The cases of Ebola in the U.S. have brought a sharp focus onto a recurrent and enduring problem in our country – one that has plagued all industries, but now brings a sharp focus onto health care.
The problem is error reduction.
The initial blame placed on the second Ebola infected nurse, who flew a commercial flight while febrile and symptomatic, was quickly countered because she sought advice from the Centers of Disease Control and Prevention (CDC). The CDC then countered that she failed to supply key information that would have changed their response, when asked about a low grade fever. This is a classic illustration of the blame game.
The goal of a high quality / low error process is to remove blame and finger-pointing, and create the process to prevent errors while minimizing the human error that will inevitably occur. Manufacturers learned that to avoid workers getting their hand pinched in a device they actuate; they needed to have the device operated by two controls that could only be activated with two hands that were far away from the pinch point.
No longer did they need to instruct workers to “keep your hand away when you push the button,” and suffer the inevitable when rules were ignored. To avoid error, ignorance is removed by educating about the pinch points and what you needed to do. They avoided stupidity by knowing what to do and not doing it, by making it difficult, if not impossible to hurt yourself.
We have to continue to create processes that avoid errors, through open and transparent education. We also need to create processes that minimize stupidity, which has been apparently demonstrated twice when individuals withheld information that would almost certainly have altered the answers they got.
Patients withhold information for many reasons. Some of the reasons are fear (not wanting to know, or being afraid of the answer), testing (seeing if you ask, and if you don’t it must not be important), ignorance (not realizing the information is critical to the decision), and finally stupidity (deliberately withholding critical information you know to be important for any reason.)

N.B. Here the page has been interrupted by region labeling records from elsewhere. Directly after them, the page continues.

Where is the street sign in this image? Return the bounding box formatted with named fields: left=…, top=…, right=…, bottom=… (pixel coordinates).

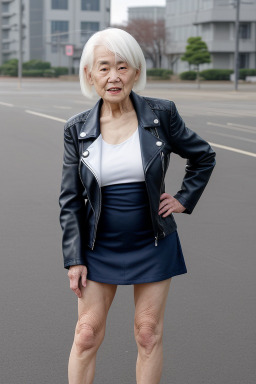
left=65, top=45, right=74, bottom=56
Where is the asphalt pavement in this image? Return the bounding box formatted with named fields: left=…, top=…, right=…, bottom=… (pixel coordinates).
left=0, top=79, right=256, bottom=384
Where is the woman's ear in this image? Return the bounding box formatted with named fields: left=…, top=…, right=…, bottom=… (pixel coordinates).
left=135, top=69, right=141, bottom=81
left=84, top=67, right=93, bottom=85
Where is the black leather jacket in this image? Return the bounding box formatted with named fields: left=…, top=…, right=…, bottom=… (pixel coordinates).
left=59, top=92, right=215, bottom=268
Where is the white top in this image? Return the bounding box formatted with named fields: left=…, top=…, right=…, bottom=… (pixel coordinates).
left=100, top=128, right=145, bottom=187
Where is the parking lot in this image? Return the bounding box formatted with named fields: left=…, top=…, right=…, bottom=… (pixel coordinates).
left=0, top=79, right=256, bottom=384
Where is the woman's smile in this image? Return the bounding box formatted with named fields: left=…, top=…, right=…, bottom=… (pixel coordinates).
left=85, top=45, right=140, bottom=106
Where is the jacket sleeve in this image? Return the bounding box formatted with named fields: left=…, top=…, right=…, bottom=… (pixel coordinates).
left=170, top=102, right=216, bottom=214
left=59, top=126, right=85, bottom=269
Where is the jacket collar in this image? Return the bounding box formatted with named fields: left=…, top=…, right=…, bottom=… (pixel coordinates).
left=79, top=91, right=160, bottom=139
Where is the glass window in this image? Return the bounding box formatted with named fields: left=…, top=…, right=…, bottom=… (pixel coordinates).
left=51, top=20, right=69, bottom=53
left=81, top=21, right=100, bottom=44
left=2, top=3, right=9, bottom=13
left=2, top=43, right=10, bottom=49
left=52, top=0, right=68, bottom=9
left=239, top=53, right=249, bottom=69
left=239, top=23, right=251, bottom=39
left=2, top=30, right=9, bottom=39
left=81, top=0, right=100, bottom=11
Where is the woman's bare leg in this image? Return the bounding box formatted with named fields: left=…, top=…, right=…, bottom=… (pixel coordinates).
left=134, top=278, right=171, bottom=384
left=68, top=279, right=117, bottom=384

As we work through all the issues surrounding Ebola, and every other disease or threat to our health, using any quality improvement methodology involves creation of processes that minimize and correct ignorance and minimize the occurrence and effect of the inevitable mistakes that occur.
We have to work our way carefully though this issue, like we should work our way through any. We need to pay attention to the details, considering every unexpected possible consequence and account for them. You can’t fix stupid, but you can minimize how often it hurts you.